Better to add value to it at home, which is what we're doing.
It must be a sweetheart deal with Ohio and it's mainly corn producers, ie someones getting they pockets lined.
Just as I can't see why a hog producer is squealing about corn prices for feed stocks. Most hog producers don't even use corn, at least not at any of the super barns around here.
Corn isn't the best for nutritional value, produces more stinky waste, and is always more expensive than other feed stocks, which are barley based blends, which include crops such as peas, lentils, soy beans, flax tailings, and waste from the human food markets, such as day old bread/ bakery waste, eggs, milk, vegetable and other products with expiry dates, all of which is gathered up by feedstock companies and mixed into cheap pigslop.
Plus, it isn't such a bad thing that commodity prices are going up, perhaps farmersw will make enough money actually growing crops and we can get rid of all those subsidies.
We have replaced one source of energy we won't allow our producers to drill for in our own country with another, that is driving the cost of beef, chicken..heck even cheese higher. This is moronic.

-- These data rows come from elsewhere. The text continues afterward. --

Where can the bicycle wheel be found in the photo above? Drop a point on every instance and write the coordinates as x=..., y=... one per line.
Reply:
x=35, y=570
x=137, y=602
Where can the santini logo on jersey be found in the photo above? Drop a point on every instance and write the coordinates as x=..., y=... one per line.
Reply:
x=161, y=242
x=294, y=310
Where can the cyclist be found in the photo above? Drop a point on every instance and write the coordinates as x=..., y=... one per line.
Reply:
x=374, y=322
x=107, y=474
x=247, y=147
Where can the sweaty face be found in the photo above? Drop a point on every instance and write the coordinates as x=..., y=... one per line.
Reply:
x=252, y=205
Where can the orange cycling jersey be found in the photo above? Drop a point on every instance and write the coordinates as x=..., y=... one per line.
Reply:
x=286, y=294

Count me out on the ethanol bandwagon.
ADM has signaled its determination to maintain corn -- for which it has billions of dollars in assets geared toward buying, moving, storing, and processing in place -- as the main ethanol feedstock.
How cash and corporate pressure pushed ethanol to the fore.......
http://www.grist.org/news/maindish/2006/12/06/ADM/index.html
In 2006 we imported 3.5 Billion liters (925 Million Gallons) of ethanol from Brazil. They do more than want to; they export more to us than anywhere else.